Issue #011 April 21, 2026

Earnings Quality, AI Blind Spots.

AI automates the numbers but misses what's behind them. Here's what earnings quality means for accounting firms using AI in 2026.


AI Reads the Numbers Fine — It's the Story Behind Them That Gets Missed

A piece out of The Times of India this week made a sharp point about volatile markets: broker calls are becoming less reliable than earnings quality metrics — things like accrual ratios, cash conversion cycles, and revenue recognition patterns. The same problem exists inside your AI-assisted close workflows.
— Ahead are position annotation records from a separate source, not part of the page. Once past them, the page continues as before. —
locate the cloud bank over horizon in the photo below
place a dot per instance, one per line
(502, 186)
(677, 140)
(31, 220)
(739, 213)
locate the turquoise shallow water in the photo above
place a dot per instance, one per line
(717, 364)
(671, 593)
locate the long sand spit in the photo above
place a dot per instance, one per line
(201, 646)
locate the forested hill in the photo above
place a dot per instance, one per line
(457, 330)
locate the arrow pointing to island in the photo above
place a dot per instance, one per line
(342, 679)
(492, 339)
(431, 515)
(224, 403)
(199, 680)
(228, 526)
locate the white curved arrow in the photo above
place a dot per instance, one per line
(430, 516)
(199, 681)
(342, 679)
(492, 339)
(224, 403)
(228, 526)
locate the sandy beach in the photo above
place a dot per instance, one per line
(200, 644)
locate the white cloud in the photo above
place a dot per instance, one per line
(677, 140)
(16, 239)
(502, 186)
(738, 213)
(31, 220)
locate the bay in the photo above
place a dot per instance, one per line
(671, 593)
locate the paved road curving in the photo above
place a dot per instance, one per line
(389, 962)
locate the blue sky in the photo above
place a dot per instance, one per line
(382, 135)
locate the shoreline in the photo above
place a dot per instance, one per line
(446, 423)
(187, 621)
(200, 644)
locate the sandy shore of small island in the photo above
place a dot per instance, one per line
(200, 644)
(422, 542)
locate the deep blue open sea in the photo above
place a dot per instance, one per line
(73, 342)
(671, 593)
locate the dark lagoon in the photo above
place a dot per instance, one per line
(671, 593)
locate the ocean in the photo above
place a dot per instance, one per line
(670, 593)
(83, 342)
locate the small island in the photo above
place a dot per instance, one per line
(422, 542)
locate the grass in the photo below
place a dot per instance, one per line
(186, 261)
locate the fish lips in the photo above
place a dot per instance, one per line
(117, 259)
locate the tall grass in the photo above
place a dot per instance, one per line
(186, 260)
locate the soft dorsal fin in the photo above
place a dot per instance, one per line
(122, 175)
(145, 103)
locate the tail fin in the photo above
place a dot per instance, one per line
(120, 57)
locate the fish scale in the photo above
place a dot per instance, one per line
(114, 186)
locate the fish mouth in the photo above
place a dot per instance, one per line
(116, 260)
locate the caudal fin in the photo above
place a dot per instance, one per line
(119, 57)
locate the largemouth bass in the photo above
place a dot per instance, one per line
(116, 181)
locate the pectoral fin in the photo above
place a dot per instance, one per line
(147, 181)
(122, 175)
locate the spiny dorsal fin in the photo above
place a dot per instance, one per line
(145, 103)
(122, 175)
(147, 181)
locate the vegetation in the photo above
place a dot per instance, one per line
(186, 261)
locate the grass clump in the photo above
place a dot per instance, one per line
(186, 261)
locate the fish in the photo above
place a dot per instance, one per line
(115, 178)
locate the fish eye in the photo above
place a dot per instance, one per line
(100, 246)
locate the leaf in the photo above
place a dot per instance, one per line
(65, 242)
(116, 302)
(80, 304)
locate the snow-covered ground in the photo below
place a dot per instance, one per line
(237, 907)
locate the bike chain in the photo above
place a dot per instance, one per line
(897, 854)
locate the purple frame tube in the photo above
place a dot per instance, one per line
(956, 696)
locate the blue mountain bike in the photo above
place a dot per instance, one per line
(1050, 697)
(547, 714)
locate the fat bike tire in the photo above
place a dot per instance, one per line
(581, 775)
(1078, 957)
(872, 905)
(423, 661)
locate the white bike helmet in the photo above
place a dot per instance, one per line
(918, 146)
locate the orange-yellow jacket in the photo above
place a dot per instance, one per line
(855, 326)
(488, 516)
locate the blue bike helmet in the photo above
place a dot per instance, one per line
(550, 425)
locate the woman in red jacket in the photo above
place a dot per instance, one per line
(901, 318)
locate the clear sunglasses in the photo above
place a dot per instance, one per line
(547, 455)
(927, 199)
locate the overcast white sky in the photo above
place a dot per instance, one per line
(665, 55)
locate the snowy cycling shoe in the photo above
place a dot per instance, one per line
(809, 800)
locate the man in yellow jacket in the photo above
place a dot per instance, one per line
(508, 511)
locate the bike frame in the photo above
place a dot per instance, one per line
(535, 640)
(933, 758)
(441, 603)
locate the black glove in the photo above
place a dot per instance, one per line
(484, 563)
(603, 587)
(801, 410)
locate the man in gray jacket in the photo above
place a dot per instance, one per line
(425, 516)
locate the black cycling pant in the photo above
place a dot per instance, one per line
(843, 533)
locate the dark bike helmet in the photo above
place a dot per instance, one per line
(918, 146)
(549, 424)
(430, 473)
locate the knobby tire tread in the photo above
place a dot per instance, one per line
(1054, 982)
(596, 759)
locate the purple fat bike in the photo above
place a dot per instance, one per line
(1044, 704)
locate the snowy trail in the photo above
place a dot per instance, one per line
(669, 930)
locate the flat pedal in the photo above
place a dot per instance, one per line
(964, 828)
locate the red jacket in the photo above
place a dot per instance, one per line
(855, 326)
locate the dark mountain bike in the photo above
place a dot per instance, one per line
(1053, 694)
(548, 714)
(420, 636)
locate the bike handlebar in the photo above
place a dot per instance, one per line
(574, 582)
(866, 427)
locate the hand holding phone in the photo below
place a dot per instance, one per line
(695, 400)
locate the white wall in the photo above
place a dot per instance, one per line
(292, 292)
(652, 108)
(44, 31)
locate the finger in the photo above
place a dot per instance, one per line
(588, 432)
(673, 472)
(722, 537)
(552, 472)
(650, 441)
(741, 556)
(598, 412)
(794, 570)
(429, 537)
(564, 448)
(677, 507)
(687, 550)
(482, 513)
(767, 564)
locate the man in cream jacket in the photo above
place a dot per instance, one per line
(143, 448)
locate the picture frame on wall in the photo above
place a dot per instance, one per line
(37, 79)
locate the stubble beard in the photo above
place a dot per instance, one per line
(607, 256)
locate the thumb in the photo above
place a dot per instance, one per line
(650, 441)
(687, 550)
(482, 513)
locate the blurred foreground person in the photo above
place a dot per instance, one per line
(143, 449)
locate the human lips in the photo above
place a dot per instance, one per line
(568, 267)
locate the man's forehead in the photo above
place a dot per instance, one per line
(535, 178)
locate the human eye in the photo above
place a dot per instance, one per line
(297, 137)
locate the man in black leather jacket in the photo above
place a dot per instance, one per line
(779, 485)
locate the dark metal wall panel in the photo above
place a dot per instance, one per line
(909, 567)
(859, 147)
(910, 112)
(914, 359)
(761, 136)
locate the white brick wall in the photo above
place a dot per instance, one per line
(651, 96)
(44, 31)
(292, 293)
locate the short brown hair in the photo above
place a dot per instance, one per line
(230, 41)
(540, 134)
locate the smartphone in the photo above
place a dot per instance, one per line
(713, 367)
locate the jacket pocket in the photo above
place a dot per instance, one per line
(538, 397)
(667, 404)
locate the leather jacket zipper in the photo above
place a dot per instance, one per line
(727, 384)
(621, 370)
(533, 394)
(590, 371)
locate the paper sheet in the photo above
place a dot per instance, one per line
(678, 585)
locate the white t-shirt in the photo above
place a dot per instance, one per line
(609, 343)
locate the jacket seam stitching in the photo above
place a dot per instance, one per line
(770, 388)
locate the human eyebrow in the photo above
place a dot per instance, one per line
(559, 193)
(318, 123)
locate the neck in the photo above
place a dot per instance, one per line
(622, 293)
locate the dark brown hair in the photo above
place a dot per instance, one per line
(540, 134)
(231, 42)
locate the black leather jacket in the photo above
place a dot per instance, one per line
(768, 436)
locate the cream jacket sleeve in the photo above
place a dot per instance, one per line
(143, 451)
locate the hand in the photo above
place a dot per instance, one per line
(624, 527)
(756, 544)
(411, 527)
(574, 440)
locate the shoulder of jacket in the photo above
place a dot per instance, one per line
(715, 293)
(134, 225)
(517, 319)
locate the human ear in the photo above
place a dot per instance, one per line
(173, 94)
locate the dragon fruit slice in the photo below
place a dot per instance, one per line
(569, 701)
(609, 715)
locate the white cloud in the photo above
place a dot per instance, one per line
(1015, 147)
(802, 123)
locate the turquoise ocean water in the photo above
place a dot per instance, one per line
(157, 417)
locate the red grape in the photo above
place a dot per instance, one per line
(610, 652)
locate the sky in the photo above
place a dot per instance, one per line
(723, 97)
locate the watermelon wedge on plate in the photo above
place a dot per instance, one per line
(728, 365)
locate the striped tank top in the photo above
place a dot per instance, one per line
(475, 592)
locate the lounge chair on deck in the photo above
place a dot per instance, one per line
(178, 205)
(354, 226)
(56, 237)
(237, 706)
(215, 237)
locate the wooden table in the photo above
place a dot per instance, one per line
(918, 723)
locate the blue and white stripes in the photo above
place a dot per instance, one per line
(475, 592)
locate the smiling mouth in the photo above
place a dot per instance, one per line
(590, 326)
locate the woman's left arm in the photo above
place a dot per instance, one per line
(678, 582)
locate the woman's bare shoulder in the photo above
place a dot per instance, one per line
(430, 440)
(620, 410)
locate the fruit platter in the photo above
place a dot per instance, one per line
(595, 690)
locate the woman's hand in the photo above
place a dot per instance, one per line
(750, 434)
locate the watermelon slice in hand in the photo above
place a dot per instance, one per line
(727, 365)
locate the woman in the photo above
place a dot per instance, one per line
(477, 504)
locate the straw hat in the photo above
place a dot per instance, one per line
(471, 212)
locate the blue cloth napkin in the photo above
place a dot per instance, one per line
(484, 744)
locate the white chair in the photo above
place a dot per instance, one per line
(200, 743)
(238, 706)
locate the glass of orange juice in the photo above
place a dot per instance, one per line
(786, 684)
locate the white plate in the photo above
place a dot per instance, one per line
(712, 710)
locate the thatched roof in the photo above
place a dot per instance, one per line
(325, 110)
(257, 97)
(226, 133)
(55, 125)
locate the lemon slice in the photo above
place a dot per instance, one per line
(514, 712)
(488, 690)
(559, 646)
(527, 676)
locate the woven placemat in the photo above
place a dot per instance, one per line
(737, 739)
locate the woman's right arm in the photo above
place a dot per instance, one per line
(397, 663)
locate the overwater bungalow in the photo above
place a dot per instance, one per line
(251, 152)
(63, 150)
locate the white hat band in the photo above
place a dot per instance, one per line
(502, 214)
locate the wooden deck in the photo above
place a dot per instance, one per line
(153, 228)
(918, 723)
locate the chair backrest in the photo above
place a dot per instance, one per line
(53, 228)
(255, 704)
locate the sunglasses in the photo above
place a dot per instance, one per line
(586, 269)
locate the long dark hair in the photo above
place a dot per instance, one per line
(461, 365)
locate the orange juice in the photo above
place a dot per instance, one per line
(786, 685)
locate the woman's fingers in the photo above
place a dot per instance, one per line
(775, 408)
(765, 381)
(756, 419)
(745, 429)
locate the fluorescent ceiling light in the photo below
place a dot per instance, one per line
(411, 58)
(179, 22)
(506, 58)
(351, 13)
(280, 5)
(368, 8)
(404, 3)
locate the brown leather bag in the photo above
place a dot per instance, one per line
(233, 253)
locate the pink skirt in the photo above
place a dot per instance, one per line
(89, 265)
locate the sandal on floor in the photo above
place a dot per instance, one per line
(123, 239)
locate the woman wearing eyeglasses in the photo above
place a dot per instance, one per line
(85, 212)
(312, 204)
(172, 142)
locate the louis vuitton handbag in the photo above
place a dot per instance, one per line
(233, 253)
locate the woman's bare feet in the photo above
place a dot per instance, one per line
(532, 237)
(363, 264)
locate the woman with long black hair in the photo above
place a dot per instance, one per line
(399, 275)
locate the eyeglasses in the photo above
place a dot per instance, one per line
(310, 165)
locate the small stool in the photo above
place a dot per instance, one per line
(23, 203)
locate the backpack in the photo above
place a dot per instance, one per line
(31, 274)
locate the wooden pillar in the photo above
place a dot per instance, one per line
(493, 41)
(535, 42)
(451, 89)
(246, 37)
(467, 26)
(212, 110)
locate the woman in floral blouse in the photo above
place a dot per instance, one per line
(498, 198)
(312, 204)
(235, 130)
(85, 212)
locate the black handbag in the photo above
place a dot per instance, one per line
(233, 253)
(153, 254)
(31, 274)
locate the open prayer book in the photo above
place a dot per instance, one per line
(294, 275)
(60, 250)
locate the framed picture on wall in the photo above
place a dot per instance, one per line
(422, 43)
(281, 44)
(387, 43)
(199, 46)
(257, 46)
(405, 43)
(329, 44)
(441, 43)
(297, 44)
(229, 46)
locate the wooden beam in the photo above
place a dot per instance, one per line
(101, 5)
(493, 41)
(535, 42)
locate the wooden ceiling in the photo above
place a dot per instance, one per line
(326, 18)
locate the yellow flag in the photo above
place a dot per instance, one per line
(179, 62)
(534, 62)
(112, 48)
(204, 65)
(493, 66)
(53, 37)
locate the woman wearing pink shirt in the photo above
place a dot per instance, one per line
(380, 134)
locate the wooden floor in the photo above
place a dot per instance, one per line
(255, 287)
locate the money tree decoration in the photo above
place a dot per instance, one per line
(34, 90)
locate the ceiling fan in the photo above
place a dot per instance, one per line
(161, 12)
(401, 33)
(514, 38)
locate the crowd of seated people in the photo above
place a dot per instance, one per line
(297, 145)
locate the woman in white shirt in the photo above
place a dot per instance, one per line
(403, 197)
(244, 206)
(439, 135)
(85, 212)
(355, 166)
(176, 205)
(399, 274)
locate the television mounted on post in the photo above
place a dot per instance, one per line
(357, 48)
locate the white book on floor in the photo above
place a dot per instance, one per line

Your reconciliation pipeline will match transactions at scale without complaint, but it won't flag that a client is front-loading revenue into Q4 for the third year running. That pattern lives in context, not in the ledger.

AI closes the books. It doesn't read them. That's still your job — and your value.

The Accountants Keeping Their Billable Hours Are the Ones Who Know What to Look For

Think of AI in your workflow like a new staff hire who is fast, tireless, and completely literal — they'll do exactly what you tell them and nothing more. The accountants who are growing their practices right now aren't competing with that hire; they're directing it. If your team can't articulate what a healthy cash conversion cycle looks like for a manufacturing client versus a SaaS client, no amount of automation covers that gap. Spend one hour this week documenting the three earnings quality signals you personally check before signing off on a client's financials — then build that into your review checklist before you build it into a prompt.

Document your judgment before you try to automate it. You can't prompt what you haven't defined.

Anomaly Detection in GL Data Is Now a Workflow, Not a Research Project

If you're still manually sampling transactions to find outliers during fieldwork or month-end review, there are now production-ready tools — Glean.ai, AppZen, and a growing set of ERP-native modules — that run continuous anomaly scoring directly against your general ledger. The business problem they solve is simple: your team can't read 40,000 journal entries, but a model can flag the 12 that don't fit the pattern. These aren't audit replacements; they're triage tools that tell your senior staff where to spend their attention instead of where not to.

If your firm is still doing statistical sampling by hand, you're leaving risk on the table and billing hours you could redirect.

The Advisory Upsell Is Not Safe from AI — Commodity Advice Is Already Gone

The accounting industry has spent two years reassuring itself that AI will kill compliance work but leave advisory untouched. That's only half right. Generic advisory — 'your margins are down, consider cutting overhead' — is already being generated automatically inside tools like Microsoft Copilot for Finance and Intuit Enterprise Suite. What isn't automated is the conversation where you tell a client their margins are down because their largest customer is quietly stretching payment terms and that's a relationship problem, not a cost problem. The threat isn't to advisory as a category; it's to advisory that doesn't require you specifically.

If your advisory insight could appear in an AI-generated dashboard summary, it's already a commodity.